The South African Government has been in discussion since 2011 about introducing extensive retirement reforms to promote a culture of retirement savings. Many of these reforms were initiated, with the latest being the annuitisation of provident funds. Ridhaa Damon, MD and Head of Advisory of Lionwealth Capitol says this was needed as unfortunately too many South Africans have a spending culture and sadly too many retire poor because of poor financial decisions made in their younger days.

T-day!

March 2021 is T-day. This is the day when it will become a requirement for provident funds to be annuitized upon retirement. This means that all the different types of retirement funds such as retirement annuity funds and pension funds will now be aligned with provident funds. From T-day onwards, on retirement, provident fund members will be able to take a one-third lump sum benefit from their fund and structure a monthly income (annuitize) from the remaining two-thirds.

Please note that the above applies to the retirement event. Should you leave your provident fund due to resignation, retrenchment or dismissal, a withdrawal option is still available to you, and is unaffected by the annuitisation referred to above.

It is important to understand that the new requirements will not apply to what is known as “vested” benefits, or those benefits accumulated before T-day and any investment growth on those benefits after that date. The new requirements will apply only to “non-vested” benefits, which are the contributions and investment growth on those, which accumulated in the fund after T-day.

With this, it is extremely important before making any and all financial decisions to speak to a qualified and knowledgeable financial advisor.

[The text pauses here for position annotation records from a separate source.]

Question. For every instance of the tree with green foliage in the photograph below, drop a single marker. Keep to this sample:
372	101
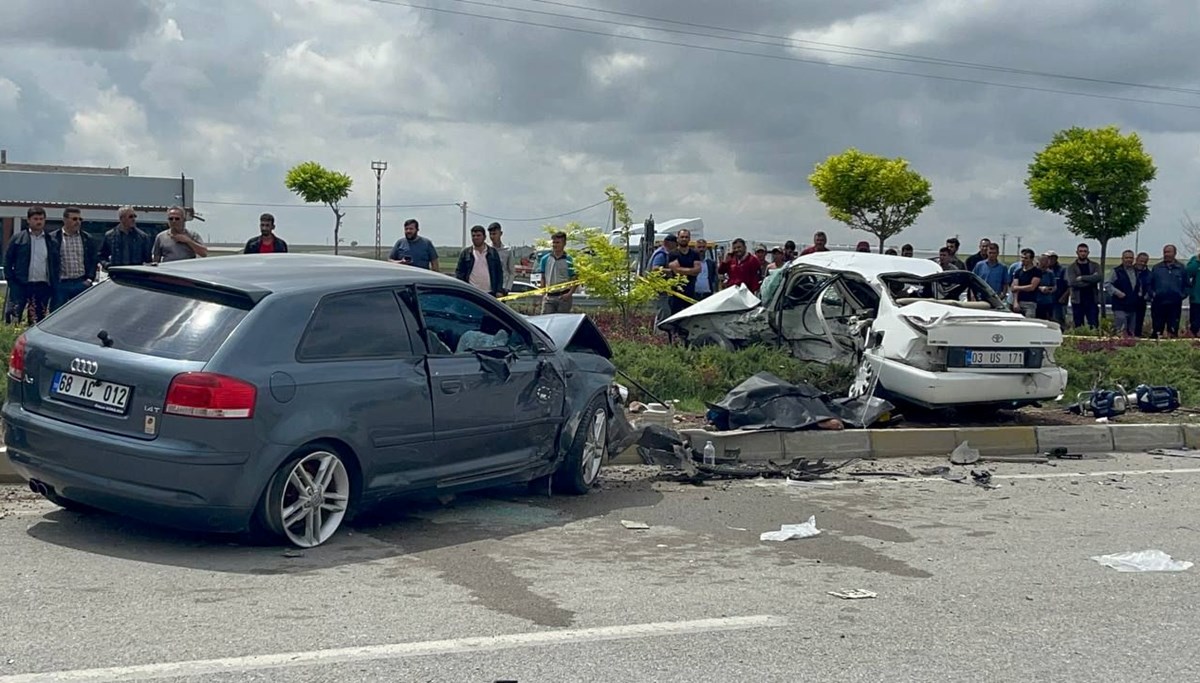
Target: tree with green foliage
604	268
318	185
1097	179
871	193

Here are 5 financial planning tips

  1. Start a retirement annuity as early as possible in your working life, even if you have a pension or provident fund through your employment. Those alone are often not enough to retire comfortably. See it as your younger self paying your older self’s salary. Work hard and save when you are young and have the energy. You may not see it now but your older self will be very grateful.
  2. Insure your income. It is the one thing that pays for all your expenses including your insurance. Ask your Financial Advisor about income protection.
  3. If you resign or are retrenched and are not at retirement age yet, preserve as much of your pension or provident funds for retirement. If possible, try not to access it at all until you retire.
  4. Increase you Retirement Annuity contribution annually by as much as your pocket will allow. You may claim a tax rebate for up to 27.5% of your income on an annual basis.
  5. First step to proper financial planning is to create a budget. It helps you understand your finances better and distinguish between which expenses and income, and wants and needs.

 

No time like the present

There is no time like the present to secure your financial future. Speak to a financial advisor about retirement products. Contact a lawyer to have your will drafted. And if you are struggling with your debt, make use of a debt counsellor.